When the tax auditors tries to assess the value of the yacht for $5,000,000, the grandkids sell the yacht to another company for $500,000. Of course, that second company was recently just set up by the grandkids for the purpose of buying the yacht from the estate. The grandkids can argue that $500,000 is the market value for a second-hand yacht because that is what "someone else" paid for it. And this leaves a big loss in the first company that owned the yacht, therey reducing its taxable income. If this company now folds, its- losses will reverberate through the other companies so they too will not pay taxes.
I don't think we can write enough tax laws to discourage this behaviour. The rich just have too much resources to create and manipulate these shells for tax avoidance purposes.

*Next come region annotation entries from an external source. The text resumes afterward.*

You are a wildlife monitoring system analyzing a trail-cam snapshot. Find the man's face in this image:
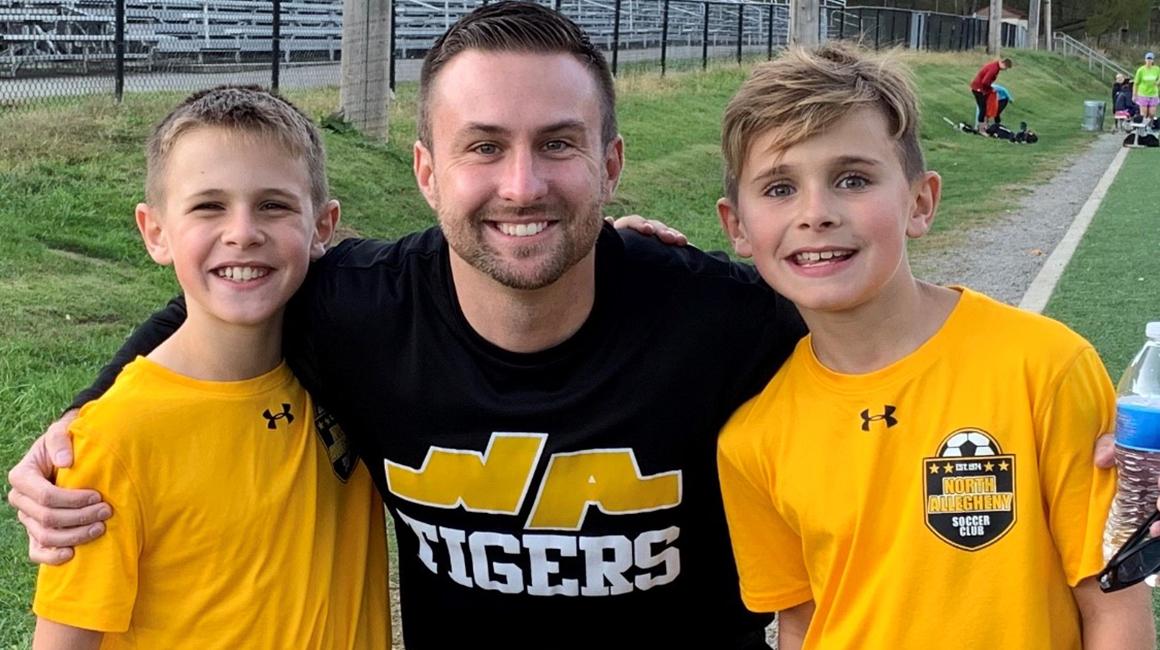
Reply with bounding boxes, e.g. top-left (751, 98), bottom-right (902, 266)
top-left (414, 50), bottom-right (624, 289)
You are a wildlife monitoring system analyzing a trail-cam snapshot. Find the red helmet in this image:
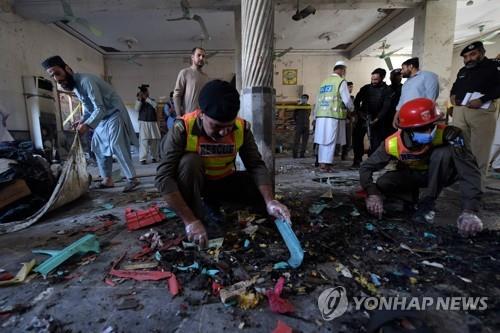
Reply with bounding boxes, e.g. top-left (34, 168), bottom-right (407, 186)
top-left (398, 98), bottom-right (441, 128)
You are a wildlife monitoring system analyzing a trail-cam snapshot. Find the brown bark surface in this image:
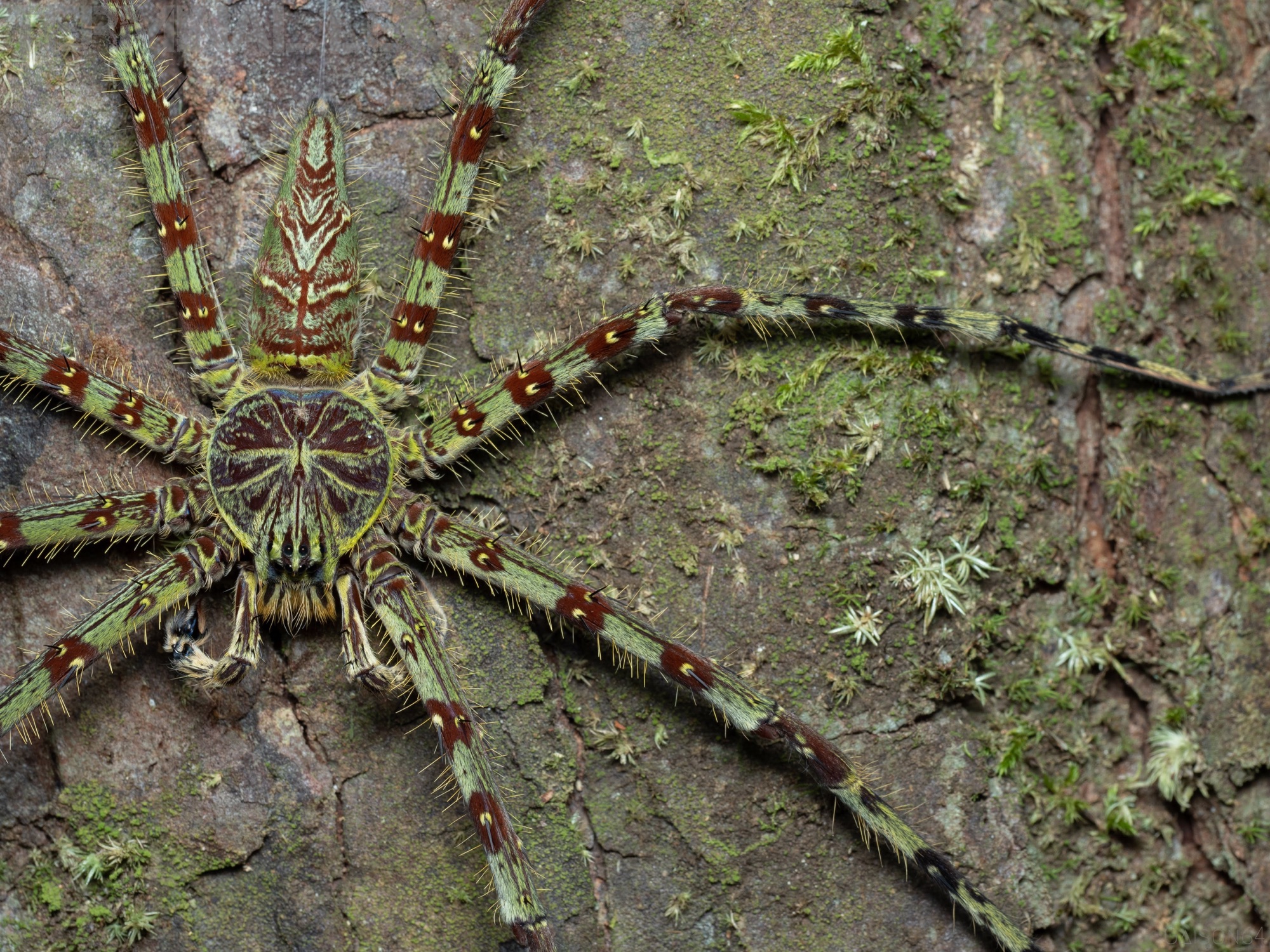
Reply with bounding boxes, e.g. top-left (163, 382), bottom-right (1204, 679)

Wealth and inheritance taxes just do not work. The better solution is to just let the heirs slowly release their wealth into the real economy. There's pretty good evidence that family wealth is substantially reduced by two generations. The heirs are not as smart or as hardworking as the founder.
As much as we may deplore the heirs for having lots of money and not working hard, it just takes too much of society's resources to get them to pay their "fair share."
I will say that there can be legal mechanisms to handle offshore/tax haven accounts. Laws can be set up such that auditors can deem an invoice to originate from a company to be within "arm's-length" of the audited company, and thereby nullifed as a legitimate expense. Let the business owner prove otherwise in a court of law.
BTW, I returned to my computer and found that Economist podcast had downloaded. I played it while I was doing some other things. I found it to be naive on understanding how tax laws really work.
I recommend that you find an international tax lawyer or accountant who is willing to spill the beans--for something much less that $500 an hour. Then effective solutions might come forth that make sense and might even work.